Dear midwife, do you remember ‘once a Caesar, always a Caesar’? Do you remember being taught that cutting an episiotomy would protect the integrity of the woman’s pelvic floor? ... when most babies were ‘sucked out on the perineum’ as soon as their little mouths could be poked and prodded with the suction catheter? ... when babies were wisked away from their mothers and later presented as a little face in a bundle of white toweling?

And, do you remember the first time you witnessed a woman give birth unassisted, unmedicated, and with an ecstatic and triumphant cry? Treasure that memory!

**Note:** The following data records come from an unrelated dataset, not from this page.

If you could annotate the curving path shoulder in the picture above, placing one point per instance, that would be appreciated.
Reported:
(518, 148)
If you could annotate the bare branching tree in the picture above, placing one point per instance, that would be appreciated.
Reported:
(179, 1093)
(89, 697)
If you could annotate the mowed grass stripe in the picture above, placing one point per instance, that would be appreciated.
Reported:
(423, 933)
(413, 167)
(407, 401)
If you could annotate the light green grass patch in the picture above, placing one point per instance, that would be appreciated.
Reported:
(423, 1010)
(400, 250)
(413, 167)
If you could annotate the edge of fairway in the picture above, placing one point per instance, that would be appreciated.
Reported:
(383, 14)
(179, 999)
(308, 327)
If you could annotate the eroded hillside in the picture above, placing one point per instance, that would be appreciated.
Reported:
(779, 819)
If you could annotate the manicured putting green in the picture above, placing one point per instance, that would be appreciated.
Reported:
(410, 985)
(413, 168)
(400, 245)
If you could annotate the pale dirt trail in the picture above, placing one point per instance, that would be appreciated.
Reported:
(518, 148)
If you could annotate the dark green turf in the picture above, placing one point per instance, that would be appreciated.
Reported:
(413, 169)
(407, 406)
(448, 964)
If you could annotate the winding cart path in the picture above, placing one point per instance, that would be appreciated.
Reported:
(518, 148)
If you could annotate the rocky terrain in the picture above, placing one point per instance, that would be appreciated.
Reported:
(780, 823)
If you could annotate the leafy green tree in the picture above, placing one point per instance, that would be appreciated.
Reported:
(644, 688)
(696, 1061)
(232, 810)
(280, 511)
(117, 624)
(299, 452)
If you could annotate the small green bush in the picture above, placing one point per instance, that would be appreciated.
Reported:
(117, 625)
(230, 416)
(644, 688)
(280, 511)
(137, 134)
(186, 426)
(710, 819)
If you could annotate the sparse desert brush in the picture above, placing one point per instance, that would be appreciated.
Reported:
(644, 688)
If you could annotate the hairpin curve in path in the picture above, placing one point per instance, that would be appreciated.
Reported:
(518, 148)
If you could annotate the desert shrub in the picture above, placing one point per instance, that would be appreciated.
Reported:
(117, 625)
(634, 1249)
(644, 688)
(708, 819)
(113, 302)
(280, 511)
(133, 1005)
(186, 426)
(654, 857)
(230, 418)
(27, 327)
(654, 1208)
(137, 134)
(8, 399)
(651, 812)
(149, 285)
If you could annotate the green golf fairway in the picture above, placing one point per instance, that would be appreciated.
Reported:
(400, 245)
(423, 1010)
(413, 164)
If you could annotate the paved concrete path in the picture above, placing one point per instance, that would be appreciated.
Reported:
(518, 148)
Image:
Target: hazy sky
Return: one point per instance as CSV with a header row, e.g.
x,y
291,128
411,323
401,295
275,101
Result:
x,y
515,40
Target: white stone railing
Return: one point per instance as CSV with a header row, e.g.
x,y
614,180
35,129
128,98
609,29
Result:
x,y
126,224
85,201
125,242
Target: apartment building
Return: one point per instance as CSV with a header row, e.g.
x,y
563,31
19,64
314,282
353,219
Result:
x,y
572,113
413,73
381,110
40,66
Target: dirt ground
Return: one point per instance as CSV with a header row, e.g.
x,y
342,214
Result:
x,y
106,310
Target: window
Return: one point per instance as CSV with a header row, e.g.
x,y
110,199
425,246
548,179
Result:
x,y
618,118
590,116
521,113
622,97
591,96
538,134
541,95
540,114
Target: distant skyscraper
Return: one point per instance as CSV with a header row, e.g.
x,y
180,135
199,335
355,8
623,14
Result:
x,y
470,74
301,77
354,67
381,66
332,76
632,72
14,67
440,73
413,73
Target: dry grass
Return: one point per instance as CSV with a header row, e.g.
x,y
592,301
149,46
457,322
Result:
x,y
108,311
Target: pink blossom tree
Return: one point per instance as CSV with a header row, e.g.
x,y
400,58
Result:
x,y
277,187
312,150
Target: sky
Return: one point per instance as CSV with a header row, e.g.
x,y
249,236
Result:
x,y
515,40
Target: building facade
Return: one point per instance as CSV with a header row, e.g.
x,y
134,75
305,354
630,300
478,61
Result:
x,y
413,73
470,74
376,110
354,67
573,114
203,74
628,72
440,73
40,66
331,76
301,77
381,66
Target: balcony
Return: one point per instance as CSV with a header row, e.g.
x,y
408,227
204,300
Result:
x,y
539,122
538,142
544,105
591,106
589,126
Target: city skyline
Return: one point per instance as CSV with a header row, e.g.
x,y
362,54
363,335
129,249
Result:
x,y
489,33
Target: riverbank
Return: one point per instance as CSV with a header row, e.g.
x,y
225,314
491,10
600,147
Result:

APMA continues to represent and support midwives who practise privately. The boundaries of midwifery practice will continue to be challenged, and midwives will need to be strong and encourage one another in our knowledge of midwifery and of our significant role in our communities.  Midwives who practise privately in Australia are invited to submit a membership application at our website http://www.privatemidwives.com.au/#!membership

On Leave 
APMA President, Marie Heath, is taking leave from the committee from May to July. The committee has asked Joy Johnston from Melbourne to take the Acting President role. Other members of the committee are: Treasurer, Pete Malavisi (WA), Minutes Secretary, Milly Grigg Smith (SA), Public Officer, Sonja McGregor (NSW), and members Abbey Rodda and Clare Lane. Meetings are usually by Skype, and other APMA members are welcome to join in.

Homebirth and AHPRA 
Representatives of APMA and Midwives Australia have met with AHPRA to discuss various issues, including the fact that the Homebirth Position Statement (July 2011), listed at the AHPRA website, is not acceptable to the midwifery profession. This document was prepared without consultation with private practice midwives or consumers, for whom it has serious implications. It has been reported that the July 2011 position statement document meets the stated need of the Health Ministers! (One might ask which Health Minister is planning homebirth!)   AHPRA confirmed that the NMBA is using the July 2011 home birth position statement, and not the revised ACM Position Statement on Homebirth Services (November 2011) which currently appears at the ACM website.

Statement of Purpose
The committee has adopted this Statement of Purpose:
The Purpose of APMA is to represent and support midwives who practise privately in any setting
In functioning as the national body representing midwives who are in private practice, APMA seeks:
• To respond to issues related to private practice midwives
• To present the needs of private practice midwives to the regulatory authority – eg to ensure that midwives’ peers are used as experts in investigations and hearings
• To lobby in the political sphere, in response to current issues
• To support and care for members in a non-judgemental way, with flexibility to respond to different people and situations
• To share information with members and the wider community 


In brief
• Medicare-eligible midwives with a notation effective from 1 November 2010 to 30 December 2011, will soon receive a letter from the National Board with a new formal undertaking that provides an extension of a further 12 months to complete a Board-approved program of study preparing a midwife to prescribe scheduled medicines in midwifery practice.
• Midwives will be informed by APMA/Midwives Australia when the NMBA-approved course is available.

 

Joy Johnston, Acting President
Mobile – 04111 90448
Email – joy@aitex.com.au

Friday, August 19, 2011

ACM Position Statement on Homebirth, "endorsed"

From the AHPRA website
“The Nursing and Midwifery Board of Australia has endorsed the Australian College of Midwives position statement on Homebirth. The College is inviting comments on the position statement; the closing date for submissions is 23rd September 2011. The position statement is available from the Australian College of Midwives website.